Alle loben bei ihrer Geburtstagsfeier die mutigen Taten der SPD. Über ihre unsichere Zukunft verliert keiner der Festredner ein Wort.

Titelteam Stuttgarter Zeitung: Armin Käfer (kä)

Leipzig - Dem Morgenrot entgegen“, so beginnt eine Hymne aus dem reichhaltigen Liederschatz der Arbeiterbewegung. Der Morgen ist schon weit fortgeschritten, bis die Ehrengäste am Gewandhaus in Leipzig erscheinen. So ist es eher die Mittagssonne, der sie entgegenschreiten, als sie den Augustusplatz überqueren, vorbei am neubarocken Mendebrunnen mit seinen bronzenen Putten und barbusigen Göttinnen, über den die Reporterlegende Egon Erwin Kisch die lästerliche wie unwahre Legende verbreitet hat, eine Bordellbesitzerin habe ihn gestiftet.

 

„Ein Liebestraum“ steht auf einem Transparent zu lesen, das an der Opernfassade hängt. Es wirbt für einen Ballettabend. Die Gäste kommen, einem anderen Traum zu huldigen, dem Traum einer ganzen Klasse, der unerhörten Mehrheit des Landes – einem Traum von Emanzipation. Die Oper, ein Bauwerk im Stile des sozialistischen Klassizismus, mag als Mahnmal dafür dienen, dass dieser Traum auch in die Irre führen kann. Daran wird Bundespräsident Joachim Gauck später erinnern.

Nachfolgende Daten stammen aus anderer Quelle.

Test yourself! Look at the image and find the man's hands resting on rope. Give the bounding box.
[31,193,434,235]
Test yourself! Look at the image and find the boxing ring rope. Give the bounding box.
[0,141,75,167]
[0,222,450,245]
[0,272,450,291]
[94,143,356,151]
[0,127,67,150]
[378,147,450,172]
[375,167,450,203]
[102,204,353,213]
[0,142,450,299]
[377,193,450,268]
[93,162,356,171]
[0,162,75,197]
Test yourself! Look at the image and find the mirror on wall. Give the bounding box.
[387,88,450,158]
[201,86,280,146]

Vor 150 Jahren deutete nichts darauf hin, dass einmal Präsidenten und andere Herrschaften des 23. Mai gedenken würden. Der Salonsozialist Ferdinand Lassalle hatte Gesinnungsgenossen in das Leipziger „Pantheon“ geladen, ein „Concert- und Ball-Etablissement“. Es bedurfte keiner Polizeispaliere, um seine Gäste zu eskortieren. Nur ein Dutzend war erschienen. Ihr Treffen wird als Geburtsstunde der deutschen Sozialdemokratie gefeiert.

Im ehrwürdigen Gewandhaus geht es an diesem historischen Tag zunächst auch zu wie in einem „Ball-Etablissement“. Über die geschwungene Decke und die Pfeifen der berühmten Schuke-Orgel huschen Lichtkegel in einem Rot, das Nachtbars und vergleichbare Lokalitäten illuminieren könnte. Es geht zu wie bei einem Klassentreffen.

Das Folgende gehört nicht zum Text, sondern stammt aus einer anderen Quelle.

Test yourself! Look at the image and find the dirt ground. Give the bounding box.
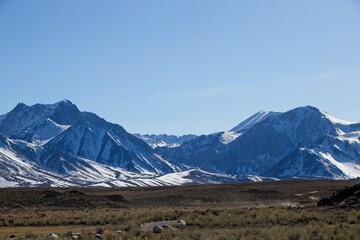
[0,180,355,211]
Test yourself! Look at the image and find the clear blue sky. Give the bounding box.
[0,0,360,134]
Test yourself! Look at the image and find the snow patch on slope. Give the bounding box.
[230,111,276,132]
[220,132,241,144]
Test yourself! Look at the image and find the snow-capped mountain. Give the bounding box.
[157,106,360,179]
[0,100,183,184]
[134,134,197,148]
[0,100,360,187]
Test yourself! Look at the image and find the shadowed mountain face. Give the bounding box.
[0,100,174,178]
[0,100,360,186]
[156,106,360,178]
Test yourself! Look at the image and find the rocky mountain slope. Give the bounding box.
[0,100,360,187]
[134,134,197,148]
[157,106,360,179]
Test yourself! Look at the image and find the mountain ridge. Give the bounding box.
[0,100,360,186]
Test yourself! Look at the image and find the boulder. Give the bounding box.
[153,225,164,233]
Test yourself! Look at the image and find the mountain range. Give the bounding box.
[0,100,360,187]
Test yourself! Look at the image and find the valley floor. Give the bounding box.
[0,180,360,240]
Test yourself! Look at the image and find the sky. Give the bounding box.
[0,0,360,135]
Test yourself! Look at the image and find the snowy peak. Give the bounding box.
[230,111,277,133]
[134,134,197,149]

Wie es sich für die Nachfolgeorganisation des Allgemeinen Deutschen Arbeitervereins geziemt, erscheint ein Gewerkschafter als einer der ersten Gäste: Berthold Huber, Chef der IG Metall. Rudolf Scharping irrlichtert durch die Sitzreihen, einer von elf SPD-Vorsitzenden nach der glorreichen Zeit von Willy Brandt. Im Parkett sitzt das halbe Kabinett Schröder.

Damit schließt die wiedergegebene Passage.